Wednesday, December 21, 2016

Four

I don't even know.

My body just feels like it betrayed itself.

You know, everything that could go wrong has kind of gone wrong.

Blood pressure. Kidneys.

What else? Everything.

Strength reduction. Wound dressings. Abdominal surgery.

And yet I still hold faith.

So, I appreciate privacy and prayer as I try to work through this. Because I don't have answers.

Shit.

Monday, December 12, 2016

There was no dignity in that death.

This third hospital stay broke my spirit. It robbed me of my humanity. Every day I felt that jail close in on me. Blood was taken 118 times without my consent. I was limited mobility in a bed that didn't fit my body   Just treated like a catered being.  I asked for a chaplain and mental health support. In the two weeks I was there it never happen. I mostly sat in my own misery. Tubes down my throat. Not being able to communicate. Unfamiliar with the pain that attacked my body.  These wounds physically manifesting


When u get out of surgery your family doesn't get contacted

You could have just died.

As I paint the story of this recovery, over time. I will be u recognizable to u.  This journey is different

Tuesday, December 6, 2016

She wakes and now there is a walker ...

it is so important to tell your own story. it is the first day living at the hospital for several weeks trying not to die.
I been so so sick I have allowed for no real update.

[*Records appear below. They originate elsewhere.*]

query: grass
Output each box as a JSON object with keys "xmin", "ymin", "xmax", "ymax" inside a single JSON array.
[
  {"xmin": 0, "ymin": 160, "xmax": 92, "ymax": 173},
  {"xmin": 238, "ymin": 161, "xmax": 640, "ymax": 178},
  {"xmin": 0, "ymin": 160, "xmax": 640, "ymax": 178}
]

This is the third time Death has come and has failed.

I dont have much to say because tubes were removed yesterday for me to even talk out loud.
I havent eaten really food in three weeks

I am on the mend.  be patient.  stress can kill and weaken you so please respect my space as I heal.  please dont text me a ton or attack my close friends who know more.

I will update on the blog as I have done.  but yes, this time was the worst.